あの長台詞の中には寅さんのリリーに対する深い愛情がぎっしりつまっており、おばちゃん同様、私たちも“泣けちゃったよ”と思わず涙する。
さくらがポツリと“リリーさんに聞かせてあげたかったわねえ…今の話”と、このシーンを締めくくるのだが、こういうところが山田監督は本当にうまい。

寅さんにとってリリーがいかに大切な人か、しみじみと伝わってくる。

メロン騒動と相合い傘

メロン騒動と相合い傘の名場面は寅さんファンの中ではあまりに有名な本作の見どころだ。

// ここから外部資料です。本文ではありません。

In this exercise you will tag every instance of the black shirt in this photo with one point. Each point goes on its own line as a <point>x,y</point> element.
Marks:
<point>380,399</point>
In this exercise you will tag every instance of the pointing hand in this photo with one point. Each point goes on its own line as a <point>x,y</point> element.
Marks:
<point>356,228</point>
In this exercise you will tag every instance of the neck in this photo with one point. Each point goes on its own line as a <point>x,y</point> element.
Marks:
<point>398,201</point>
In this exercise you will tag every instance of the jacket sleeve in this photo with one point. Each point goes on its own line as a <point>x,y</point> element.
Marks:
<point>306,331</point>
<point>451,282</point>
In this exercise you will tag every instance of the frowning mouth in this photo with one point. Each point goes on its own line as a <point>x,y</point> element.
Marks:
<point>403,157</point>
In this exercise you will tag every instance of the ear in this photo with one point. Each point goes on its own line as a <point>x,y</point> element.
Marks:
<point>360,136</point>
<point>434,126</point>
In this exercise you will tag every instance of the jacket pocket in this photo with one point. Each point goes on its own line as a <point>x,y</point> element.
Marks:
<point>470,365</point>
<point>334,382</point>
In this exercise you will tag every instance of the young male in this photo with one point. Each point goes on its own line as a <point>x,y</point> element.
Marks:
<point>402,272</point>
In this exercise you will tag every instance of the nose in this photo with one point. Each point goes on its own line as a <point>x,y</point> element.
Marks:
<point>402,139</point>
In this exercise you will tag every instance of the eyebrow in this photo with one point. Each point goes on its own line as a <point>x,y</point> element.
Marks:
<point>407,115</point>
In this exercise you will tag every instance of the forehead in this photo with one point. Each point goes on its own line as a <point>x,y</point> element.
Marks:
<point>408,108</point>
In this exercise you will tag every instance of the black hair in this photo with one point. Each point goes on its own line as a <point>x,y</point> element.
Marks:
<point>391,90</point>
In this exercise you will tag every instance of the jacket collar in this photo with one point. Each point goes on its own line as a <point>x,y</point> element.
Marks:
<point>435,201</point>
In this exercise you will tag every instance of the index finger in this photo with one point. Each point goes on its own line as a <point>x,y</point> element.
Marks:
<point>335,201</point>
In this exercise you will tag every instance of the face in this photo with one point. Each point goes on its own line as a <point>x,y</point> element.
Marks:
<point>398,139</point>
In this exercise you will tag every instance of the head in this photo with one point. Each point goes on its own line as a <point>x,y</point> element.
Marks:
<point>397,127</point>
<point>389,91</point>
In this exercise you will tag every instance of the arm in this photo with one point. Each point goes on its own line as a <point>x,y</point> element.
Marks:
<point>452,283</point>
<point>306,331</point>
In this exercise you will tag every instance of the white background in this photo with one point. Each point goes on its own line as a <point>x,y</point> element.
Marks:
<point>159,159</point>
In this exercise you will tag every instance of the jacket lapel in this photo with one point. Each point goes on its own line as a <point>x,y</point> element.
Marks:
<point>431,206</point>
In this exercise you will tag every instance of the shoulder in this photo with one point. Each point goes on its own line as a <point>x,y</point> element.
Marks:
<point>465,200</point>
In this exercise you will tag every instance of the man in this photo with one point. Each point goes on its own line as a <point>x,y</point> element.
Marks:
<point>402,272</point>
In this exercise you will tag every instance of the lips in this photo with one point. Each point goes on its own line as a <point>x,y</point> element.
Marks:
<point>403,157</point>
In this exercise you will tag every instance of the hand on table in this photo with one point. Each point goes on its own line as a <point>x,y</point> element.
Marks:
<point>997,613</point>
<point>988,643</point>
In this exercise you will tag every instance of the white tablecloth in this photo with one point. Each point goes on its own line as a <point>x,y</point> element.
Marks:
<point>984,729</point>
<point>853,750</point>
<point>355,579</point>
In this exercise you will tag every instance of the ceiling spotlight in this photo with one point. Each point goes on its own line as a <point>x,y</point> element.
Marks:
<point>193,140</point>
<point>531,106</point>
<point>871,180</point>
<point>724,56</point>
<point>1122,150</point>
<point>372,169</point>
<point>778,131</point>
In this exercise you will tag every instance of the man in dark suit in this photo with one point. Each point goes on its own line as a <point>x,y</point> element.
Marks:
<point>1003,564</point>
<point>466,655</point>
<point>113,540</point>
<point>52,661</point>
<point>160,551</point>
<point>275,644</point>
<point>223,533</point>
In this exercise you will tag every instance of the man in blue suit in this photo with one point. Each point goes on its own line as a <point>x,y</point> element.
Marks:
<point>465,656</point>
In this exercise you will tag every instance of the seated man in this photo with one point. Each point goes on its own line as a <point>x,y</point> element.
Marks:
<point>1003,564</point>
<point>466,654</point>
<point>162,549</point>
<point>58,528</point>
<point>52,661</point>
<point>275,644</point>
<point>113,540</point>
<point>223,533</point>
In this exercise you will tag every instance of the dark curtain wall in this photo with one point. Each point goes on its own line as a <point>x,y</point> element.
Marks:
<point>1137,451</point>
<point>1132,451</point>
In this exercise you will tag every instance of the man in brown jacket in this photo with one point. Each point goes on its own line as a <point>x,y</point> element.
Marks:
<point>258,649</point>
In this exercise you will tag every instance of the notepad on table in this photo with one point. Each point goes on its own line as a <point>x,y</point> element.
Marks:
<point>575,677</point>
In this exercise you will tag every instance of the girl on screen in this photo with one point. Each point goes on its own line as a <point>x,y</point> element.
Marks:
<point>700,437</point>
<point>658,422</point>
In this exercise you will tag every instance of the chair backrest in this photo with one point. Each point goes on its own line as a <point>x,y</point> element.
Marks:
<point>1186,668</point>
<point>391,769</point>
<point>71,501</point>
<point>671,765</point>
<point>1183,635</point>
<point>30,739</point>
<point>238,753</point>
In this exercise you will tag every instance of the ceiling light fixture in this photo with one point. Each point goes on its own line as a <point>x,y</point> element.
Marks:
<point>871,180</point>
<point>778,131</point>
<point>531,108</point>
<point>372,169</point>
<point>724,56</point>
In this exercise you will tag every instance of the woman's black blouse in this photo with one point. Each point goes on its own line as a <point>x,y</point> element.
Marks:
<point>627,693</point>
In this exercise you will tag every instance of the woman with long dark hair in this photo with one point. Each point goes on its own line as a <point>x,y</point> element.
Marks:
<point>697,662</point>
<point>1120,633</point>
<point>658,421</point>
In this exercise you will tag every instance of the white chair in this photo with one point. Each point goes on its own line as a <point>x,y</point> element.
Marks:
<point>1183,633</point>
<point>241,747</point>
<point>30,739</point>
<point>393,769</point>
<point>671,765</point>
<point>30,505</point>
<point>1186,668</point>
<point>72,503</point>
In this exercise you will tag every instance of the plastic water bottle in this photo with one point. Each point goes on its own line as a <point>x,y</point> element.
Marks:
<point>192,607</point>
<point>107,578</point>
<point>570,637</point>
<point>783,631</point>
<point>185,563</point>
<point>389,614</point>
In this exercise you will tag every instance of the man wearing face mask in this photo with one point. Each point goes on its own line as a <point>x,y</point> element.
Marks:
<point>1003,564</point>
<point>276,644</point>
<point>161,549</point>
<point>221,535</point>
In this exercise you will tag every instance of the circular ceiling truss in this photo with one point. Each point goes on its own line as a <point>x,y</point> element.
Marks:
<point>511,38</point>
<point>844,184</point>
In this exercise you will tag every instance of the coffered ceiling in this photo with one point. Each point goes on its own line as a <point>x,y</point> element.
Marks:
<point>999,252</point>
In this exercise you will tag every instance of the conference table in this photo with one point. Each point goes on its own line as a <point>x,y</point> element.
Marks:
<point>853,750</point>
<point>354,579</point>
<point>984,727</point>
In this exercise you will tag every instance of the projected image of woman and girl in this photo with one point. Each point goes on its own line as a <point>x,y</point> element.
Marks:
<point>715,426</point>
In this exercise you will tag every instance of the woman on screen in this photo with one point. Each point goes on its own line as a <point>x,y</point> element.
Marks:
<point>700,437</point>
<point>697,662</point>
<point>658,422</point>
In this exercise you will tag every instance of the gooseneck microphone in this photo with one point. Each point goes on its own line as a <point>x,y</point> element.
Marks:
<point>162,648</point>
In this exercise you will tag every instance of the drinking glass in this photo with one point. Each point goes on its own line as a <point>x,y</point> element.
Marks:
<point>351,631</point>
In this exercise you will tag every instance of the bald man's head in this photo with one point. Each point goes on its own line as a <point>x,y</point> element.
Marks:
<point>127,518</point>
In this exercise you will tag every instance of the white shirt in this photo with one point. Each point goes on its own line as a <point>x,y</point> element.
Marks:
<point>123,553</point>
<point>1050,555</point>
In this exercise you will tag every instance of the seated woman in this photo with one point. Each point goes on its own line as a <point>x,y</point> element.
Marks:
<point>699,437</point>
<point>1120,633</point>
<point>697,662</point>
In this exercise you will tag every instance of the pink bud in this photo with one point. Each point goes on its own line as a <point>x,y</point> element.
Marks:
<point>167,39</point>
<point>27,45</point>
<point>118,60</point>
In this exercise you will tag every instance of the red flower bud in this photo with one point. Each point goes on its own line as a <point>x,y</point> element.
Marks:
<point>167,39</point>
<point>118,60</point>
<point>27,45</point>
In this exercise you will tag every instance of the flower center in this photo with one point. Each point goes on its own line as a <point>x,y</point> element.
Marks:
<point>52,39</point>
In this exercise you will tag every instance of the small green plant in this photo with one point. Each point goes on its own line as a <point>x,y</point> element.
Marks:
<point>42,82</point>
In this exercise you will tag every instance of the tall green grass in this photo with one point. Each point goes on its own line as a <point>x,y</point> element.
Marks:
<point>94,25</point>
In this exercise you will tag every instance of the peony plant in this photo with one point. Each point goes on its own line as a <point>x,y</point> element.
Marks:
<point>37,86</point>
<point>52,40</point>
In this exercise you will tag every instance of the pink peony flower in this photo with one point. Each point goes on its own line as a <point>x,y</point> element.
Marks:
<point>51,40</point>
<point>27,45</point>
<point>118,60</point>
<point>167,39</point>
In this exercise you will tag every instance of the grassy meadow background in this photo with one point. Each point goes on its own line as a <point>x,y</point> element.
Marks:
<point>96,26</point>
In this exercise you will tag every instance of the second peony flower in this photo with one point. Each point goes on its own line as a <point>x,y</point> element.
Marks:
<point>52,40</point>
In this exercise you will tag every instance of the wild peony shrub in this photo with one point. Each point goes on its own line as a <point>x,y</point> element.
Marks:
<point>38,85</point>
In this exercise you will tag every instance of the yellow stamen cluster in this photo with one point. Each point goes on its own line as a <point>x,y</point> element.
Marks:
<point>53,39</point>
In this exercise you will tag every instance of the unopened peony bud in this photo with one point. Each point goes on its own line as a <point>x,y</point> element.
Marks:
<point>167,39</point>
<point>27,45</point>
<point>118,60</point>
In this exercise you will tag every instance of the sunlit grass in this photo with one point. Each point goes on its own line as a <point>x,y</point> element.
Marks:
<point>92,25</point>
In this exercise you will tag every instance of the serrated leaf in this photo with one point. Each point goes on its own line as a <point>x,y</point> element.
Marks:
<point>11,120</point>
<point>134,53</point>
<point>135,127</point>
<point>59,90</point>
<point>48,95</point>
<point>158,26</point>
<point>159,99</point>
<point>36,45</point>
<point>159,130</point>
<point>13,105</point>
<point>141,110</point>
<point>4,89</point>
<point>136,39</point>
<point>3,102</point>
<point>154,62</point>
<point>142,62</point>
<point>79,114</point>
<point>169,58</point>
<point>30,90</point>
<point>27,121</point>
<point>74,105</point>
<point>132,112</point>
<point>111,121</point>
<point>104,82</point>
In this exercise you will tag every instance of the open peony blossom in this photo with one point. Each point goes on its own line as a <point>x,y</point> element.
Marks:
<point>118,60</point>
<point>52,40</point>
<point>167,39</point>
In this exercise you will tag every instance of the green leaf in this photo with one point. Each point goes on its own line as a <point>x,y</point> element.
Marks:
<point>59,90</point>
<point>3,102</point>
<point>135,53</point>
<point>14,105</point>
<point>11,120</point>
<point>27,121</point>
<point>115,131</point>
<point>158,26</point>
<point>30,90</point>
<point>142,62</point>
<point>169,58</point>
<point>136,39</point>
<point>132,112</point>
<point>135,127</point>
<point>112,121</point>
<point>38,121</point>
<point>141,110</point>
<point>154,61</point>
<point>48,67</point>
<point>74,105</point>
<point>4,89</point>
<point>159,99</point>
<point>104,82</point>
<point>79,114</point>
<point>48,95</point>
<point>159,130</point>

一個のメロンを巡り、とらやの人々の寅さんに対する気の使いようと、それに甘えて生きている寅さんのわがままぶりが余すことなく描かれる。
さらに、誰も言えない本音をリリーがスパッと寅さんにぶつけ、退散する寅さんとスッキリするとらやの人々の対比はおかしくてちょっと切ない。

そこからの、あの雨のシーンである。
昼間リリーに怒られてバツの悪い寅さんだが、やっぱりリリーが心配で駅まで迎えに行ってやる。雨の中、寅さんを見つけた時のリリーの嬉しそうな顔。
相合い傘で歩く2人の短いやりとりにはなんとも言えない甘酸っぱさがあり、ジワッと胸に染み入るようなラブシーンになっている。

“寅さんが風邪ひいて寝込んだら、私つまんないもん”というリリーの台詞は、リリーらしくちょっと意地っぱりで泣かせる愛の告白だ。

男はつらいよ 寅次郎相合い傘 感想まとめ

1969年から1997年の約30年にわたって48作も作られた「男はつらいよ」シリーズの中でも、浅丘ルリ子演じるリリーをマドンナに迎えた「寅次郎忘れな草」「寅次郎相合い傘」「寅次郎ハイビスカスの花」の3作は人気が高い。

渥美清の達者な台詞回しはいつ聴いても惚れ惚れするが、この時期は特に脂が乗り切っていて気持ちが良い。さくらやおいちゃんやおばちゃん、たこ社長や御前様もまだまだ元気で、とらやもこの映画そのものも活気に満ちている。

寅さんを観たことがないという人は意外に多い。それはとても残念なことだ。
さすがに48作全てが面白いとは言えないので、まずはこのリリーシリーズあたりから寅さんを始めてみてはいかがだろうか。